他の実施形態では、本発明のインプラントおよび治療方法は、最も困難なSCIのモデルである完全脊髄切断術における機能の回復を支持し得る。
いくつかの実施形態では、迅速な3Dプリンティングと幹細胞生物学の融合である、本発明のインプラントは、患者固有の再生療法を提供することによって、脊髄または末梢神経の治療を提供し得る。
いくつかの実施形態では、本インプラントは、脊髄損傷または末梢神経損傷後の軸索再生を促進し得る。

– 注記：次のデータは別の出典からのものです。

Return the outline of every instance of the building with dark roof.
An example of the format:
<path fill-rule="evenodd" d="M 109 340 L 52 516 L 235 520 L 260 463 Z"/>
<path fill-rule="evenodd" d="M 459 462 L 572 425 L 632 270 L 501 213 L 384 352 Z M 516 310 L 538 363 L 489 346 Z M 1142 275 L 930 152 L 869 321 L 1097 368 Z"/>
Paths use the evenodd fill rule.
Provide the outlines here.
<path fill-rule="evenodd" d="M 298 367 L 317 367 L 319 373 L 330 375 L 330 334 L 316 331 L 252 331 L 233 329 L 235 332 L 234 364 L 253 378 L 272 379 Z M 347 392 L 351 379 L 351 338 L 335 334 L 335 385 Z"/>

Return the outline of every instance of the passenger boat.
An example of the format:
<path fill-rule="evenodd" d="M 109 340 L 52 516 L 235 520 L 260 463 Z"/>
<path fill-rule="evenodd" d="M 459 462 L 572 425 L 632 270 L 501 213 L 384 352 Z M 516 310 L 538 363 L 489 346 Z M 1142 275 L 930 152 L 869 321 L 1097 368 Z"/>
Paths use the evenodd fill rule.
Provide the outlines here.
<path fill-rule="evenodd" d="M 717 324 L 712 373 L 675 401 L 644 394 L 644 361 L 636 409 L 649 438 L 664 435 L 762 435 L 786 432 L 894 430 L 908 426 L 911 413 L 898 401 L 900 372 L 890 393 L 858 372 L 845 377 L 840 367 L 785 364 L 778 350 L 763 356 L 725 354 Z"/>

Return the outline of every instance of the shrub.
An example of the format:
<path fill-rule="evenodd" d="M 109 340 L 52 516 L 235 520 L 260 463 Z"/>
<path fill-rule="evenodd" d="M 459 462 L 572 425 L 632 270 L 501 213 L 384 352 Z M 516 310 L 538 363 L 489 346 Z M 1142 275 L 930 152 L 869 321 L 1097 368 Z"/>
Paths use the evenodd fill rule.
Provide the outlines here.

いくつかの実施形態では、本インプラントは、1〜20ミリメートル以上の距離にわたって、損傷を受けた数百を超える被移植体軸索の再生または再髄鞘形成を提供し得る。いくつかの実施形態では、本インプラントは、1〜20ミリメートル以上の距離にわたって、損傷を受けた数千を超える被移植体軸索の再生または再髄鞘形成を提供し得る。いくつかの実施形態では、本発明のインプラントは、1〜20mm、1〜10mm、1〜5mm、1〜4mm、1〜3mm、1〜2mm、2〜4mm、3〜4mm、2〜5mm、または3〜5mmの距離にわたって被移植体軸索の再生または再髄鞘形成を提供し得る。いくつかの実施形態では、本インプラントは、約50mmを超える、約100mmを超える、約150mmを超える、約200mmを超える、またはそれ以上の距離にわたって延び得る軸索を支持し得る。
いくつかの実施形態では、本発明のインプラントは、完全な脊髄切断または末梢神経切断後でさえも被移植体に機能的改善を提供し得る。いくつかの実施形態では、本発明のインプラントは、幹細胞移植後に被移植体に機能的利益を提供し、その結果、損傷した回路を「スプライシング」し、被移植体軸索はグラフト中のニューロンと貫通してシナプス形成し、次にグラフト由来の軸索は病変部位から延出し、損傷に対して尾部の被移植体の脊髄内または末梢神経細胞とシナプスを形成する。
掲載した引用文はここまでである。